The San Antonio residential real estate market is a hot commodity. As residential property sales around the nation continue to fluctuate, San Antonio homes are consistently being bought and sold. Real estate impacts every aspect of a community. Anytime you want to know how well a city is doing, take a look at what is happening with local real estate, and you’ll know in a matter of minutes.
For realtors to be successful in any community, they have to keep up with new growth, trends and market prices while possessing excellent people skills. Fortunately, the market in San Antonio remains viable and strong. In a notoriously male-dominated industry, women are taking the lead as real estate brokers and agents throughout the United States. Here you’ll meet five women who have helped set this new trend in motion. Some of them own real estate franchises, while others own private agencies. Yet others lead companies without the stress of ownership.
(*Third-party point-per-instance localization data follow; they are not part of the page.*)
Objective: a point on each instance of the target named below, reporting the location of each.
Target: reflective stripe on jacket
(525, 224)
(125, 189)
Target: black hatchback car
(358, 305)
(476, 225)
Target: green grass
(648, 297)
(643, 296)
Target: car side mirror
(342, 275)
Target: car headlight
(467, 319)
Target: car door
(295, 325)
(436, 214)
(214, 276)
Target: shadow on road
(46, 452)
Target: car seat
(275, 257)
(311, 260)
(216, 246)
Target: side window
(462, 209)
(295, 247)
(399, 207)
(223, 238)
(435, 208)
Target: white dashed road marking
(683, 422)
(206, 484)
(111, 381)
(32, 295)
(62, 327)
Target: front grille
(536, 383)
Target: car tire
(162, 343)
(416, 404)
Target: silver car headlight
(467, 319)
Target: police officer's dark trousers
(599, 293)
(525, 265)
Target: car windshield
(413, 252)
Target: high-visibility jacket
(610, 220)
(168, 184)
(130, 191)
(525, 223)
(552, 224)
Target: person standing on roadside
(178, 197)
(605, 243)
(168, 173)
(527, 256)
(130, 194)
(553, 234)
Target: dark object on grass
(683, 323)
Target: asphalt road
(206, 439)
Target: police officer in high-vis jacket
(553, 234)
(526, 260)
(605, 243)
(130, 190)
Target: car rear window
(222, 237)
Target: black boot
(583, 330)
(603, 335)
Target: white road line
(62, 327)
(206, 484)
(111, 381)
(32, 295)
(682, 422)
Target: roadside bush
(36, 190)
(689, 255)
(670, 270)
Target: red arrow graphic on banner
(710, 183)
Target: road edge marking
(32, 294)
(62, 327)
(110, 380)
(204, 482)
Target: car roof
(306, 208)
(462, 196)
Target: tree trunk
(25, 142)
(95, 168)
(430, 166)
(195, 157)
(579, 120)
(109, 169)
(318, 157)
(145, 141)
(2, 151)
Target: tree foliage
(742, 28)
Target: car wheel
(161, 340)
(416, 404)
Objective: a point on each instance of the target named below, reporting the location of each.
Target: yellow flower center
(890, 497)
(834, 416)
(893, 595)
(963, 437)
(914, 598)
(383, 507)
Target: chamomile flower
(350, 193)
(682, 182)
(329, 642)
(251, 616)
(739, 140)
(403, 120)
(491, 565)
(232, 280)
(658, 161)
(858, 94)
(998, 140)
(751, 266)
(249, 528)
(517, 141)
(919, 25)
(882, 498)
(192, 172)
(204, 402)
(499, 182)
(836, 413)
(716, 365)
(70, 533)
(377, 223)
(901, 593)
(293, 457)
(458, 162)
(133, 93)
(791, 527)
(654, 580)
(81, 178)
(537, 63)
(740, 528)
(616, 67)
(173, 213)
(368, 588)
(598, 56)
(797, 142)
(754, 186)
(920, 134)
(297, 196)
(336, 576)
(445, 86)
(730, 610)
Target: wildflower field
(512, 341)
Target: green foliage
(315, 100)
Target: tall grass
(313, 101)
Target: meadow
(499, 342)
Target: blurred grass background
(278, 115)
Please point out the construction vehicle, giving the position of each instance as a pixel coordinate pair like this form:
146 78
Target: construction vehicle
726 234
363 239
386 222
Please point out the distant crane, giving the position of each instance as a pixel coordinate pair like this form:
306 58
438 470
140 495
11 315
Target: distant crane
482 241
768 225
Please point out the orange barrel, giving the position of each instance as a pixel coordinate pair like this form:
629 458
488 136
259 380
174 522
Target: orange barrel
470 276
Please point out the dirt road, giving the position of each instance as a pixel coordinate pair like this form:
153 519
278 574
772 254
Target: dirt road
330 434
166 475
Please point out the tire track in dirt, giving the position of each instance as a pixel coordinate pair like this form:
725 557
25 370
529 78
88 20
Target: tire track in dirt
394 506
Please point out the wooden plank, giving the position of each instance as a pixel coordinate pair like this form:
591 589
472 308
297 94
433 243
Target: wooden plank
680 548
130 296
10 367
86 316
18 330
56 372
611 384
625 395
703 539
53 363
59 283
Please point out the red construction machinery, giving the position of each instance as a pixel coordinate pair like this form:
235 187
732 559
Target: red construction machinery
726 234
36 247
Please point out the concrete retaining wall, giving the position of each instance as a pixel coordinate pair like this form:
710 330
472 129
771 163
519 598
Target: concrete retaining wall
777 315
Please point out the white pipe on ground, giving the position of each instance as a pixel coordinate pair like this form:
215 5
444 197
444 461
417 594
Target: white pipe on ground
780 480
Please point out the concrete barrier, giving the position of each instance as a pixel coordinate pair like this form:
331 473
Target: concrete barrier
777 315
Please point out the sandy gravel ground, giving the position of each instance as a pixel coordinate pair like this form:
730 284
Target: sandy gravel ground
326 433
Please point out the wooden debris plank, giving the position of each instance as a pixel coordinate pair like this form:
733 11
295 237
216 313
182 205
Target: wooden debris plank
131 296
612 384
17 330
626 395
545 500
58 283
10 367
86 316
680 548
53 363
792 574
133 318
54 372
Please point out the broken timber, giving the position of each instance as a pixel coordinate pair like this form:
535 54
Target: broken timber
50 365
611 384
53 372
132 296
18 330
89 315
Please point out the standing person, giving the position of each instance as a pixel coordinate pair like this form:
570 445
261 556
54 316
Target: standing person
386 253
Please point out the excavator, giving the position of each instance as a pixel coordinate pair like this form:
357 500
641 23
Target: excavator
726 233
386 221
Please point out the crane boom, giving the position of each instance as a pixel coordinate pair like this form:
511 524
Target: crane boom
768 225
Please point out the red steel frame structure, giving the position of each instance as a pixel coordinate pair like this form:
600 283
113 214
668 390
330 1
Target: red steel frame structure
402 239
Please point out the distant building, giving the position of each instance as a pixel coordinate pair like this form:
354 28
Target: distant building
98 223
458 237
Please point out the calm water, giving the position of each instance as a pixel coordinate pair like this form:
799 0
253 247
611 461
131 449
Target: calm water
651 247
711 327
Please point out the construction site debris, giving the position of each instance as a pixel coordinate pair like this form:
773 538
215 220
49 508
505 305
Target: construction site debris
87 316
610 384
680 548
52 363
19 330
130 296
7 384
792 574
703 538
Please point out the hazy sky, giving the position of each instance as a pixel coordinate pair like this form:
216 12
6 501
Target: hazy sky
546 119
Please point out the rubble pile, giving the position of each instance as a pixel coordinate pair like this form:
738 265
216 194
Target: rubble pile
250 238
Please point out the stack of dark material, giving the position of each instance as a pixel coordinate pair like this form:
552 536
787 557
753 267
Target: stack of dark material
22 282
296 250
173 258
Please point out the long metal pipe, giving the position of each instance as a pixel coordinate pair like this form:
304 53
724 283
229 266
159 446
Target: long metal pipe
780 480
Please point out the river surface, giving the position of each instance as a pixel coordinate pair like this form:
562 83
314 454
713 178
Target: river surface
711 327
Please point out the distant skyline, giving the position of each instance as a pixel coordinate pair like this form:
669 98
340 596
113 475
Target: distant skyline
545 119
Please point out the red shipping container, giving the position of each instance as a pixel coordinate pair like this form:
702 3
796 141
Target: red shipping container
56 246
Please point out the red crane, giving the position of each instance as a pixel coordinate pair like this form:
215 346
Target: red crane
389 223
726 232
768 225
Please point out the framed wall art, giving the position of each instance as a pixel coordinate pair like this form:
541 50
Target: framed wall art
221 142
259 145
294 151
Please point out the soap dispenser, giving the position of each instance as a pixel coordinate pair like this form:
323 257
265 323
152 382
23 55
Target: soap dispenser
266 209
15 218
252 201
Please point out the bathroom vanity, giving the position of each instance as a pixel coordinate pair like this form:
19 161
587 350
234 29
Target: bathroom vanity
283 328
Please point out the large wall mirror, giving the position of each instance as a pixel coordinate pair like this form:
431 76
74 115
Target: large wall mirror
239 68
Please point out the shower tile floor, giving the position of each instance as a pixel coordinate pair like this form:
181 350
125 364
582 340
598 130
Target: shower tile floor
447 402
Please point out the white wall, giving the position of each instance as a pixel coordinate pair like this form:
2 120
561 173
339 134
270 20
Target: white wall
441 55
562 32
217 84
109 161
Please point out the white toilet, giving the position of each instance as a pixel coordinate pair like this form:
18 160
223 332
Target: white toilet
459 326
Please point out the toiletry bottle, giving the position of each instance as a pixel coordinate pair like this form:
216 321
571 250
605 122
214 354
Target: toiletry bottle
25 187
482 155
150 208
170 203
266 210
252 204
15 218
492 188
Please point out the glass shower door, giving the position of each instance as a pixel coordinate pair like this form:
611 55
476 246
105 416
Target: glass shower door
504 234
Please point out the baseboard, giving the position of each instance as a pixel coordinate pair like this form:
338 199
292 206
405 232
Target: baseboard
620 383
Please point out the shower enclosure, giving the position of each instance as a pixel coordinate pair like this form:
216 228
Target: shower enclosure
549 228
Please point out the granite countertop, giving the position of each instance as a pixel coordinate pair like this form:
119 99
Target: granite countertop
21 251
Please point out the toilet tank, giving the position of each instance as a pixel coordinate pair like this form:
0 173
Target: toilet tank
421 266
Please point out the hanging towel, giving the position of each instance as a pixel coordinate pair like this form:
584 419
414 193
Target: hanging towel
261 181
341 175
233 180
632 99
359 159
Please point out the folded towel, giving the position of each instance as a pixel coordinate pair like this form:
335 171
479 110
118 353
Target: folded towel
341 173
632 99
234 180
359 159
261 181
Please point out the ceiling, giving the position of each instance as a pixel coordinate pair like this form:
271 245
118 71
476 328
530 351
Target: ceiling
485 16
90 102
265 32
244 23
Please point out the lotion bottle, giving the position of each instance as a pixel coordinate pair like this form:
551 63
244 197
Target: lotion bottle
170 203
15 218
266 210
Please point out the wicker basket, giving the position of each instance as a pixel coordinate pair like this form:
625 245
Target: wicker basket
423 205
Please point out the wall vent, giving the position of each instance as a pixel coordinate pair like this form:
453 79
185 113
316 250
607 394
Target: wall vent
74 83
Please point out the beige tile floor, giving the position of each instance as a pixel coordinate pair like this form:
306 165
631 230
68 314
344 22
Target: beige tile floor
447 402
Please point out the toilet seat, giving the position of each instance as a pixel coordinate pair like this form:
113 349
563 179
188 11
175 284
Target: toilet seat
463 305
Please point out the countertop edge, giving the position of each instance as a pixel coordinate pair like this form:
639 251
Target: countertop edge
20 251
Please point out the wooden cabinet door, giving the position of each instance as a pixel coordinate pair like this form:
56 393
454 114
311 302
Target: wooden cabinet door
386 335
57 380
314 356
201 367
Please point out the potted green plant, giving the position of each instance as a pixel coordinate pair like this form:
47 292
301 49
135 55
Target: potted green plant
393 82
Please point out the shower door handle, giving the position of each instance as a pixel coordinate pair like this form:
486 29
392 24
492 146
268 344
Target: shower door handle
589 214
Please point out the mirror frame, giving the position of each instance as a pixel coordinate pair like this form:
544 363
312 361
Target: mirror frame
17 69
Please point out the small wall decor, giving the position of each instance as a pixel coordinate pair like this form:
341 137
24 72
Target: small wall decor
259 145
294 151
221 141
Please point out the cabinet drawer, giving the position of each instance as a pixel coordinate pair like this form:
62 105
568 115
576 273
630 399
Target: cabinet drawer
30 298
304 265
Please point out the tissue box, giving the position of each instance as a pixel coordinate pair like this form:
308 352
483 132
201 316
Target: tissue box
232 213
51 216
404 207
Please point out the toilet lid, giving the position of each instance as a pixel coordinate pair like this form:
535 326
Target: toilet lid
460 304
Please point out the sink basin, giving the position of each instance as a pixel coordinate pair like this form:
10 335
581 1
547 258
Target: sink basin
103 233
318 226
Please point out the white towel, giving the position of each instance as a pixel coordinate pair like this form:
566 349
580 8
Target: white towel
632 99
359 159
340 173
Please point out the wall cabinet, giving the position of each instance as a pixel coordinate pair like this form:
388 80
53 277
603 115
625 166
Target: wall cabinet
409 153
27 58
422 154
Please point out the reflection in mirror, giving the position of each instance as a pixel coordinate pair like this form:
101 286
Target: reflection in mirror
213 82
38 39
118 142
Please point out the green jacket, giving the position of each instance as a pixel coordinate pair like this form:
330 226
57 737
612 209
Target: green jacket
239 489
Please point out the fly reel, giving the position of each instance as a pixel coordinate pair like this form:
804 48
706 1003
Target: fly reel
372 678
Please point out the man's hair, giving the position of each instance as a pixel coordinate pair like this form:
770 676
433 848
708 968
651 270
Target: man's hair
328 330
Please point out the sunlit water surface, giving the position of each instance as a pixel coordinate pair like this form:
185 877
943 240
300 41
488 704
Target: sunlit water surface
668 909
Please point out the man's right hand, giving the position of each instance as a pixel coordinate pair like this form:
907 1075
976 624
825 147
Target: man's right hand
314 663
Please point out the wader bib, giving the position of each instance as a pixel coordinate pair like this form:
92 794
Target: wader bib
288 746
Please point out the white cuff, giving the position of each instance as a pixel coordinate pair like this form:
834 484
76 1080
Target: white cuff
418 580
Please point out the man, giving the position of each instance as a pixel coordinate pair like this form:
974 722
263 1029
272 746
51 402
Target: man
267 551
Smith & Associates Century 21
Traci Smith, franchise owner of Smith and Associates Century 21, was raised in meager circumstances. Born in the Mojave Desert, Smith was adopted when she was three days old by a central Texas couple. In addition to meeting her needs, her caring parents ensured she had the opportunity to attend college. Earning a degree in English and journalism, she taught junior and high school students for five years. A negative parent-teacher conference was the catalyst that encouraged her to leave the field and embark upon a new career.
Smith knew she wanted to work for herself and found sales to be her only option. Six weeks after leaving the school system, she obtained her real estate license and joined Century 21. When asked why she chose Century 21, she responds, “I had always associated Century 21 with real estate and found the company to have an incredible rookie training program.”
During her first four months selling real estate, Smith didn’t make commissions. In her fifth month she earned $564. Her sixth month produced $12,000. By the end of her first year she earned two and half times what she had taken home in her last year of teaching. At the close of her second year selling real estate, she doubled her income, leading her to own a real estate company.
Taking a leap of faith, Smith purchased her own franchise with her partner and three other agents. Seven years after opening the doors, her franchise has experienced phenomenal growth. She now has 220 real estate agents working out of five offices. Smith and Associates Century 21 is currently rated the No. 3 office in the nation out of 5,000 Century 21 franchises.
Smith attributes success to their specialty of turning rookies into champions more quickly than any other franchise throughout the Century 21 network. “Newly licensed real estate persons begin making money very quickly when they join Smith and Associates Century 21,” Smith says. “Real estate is a simple strategy if you know what to do.” In addition to her real estate company, Smith is also a writer and speaker on topics such as sales motivation and real estate. At Century 21’s international convention in March 2007, she launched her latest publication, The Diva’s Guide to Real Estate Sales: 101 Tips for Mastering the Market.
Smith finds that women don’t really understand their own power. “Women can have a wonderful career and happy home life if they figure out what is important to them and pursue it with reckless abandon,” she explains. “Women are taught from an early age to serve, help, nurture and listen. In real estate, if you apply those skills by putting your clients’ needs above your own, you can have everything you desire.”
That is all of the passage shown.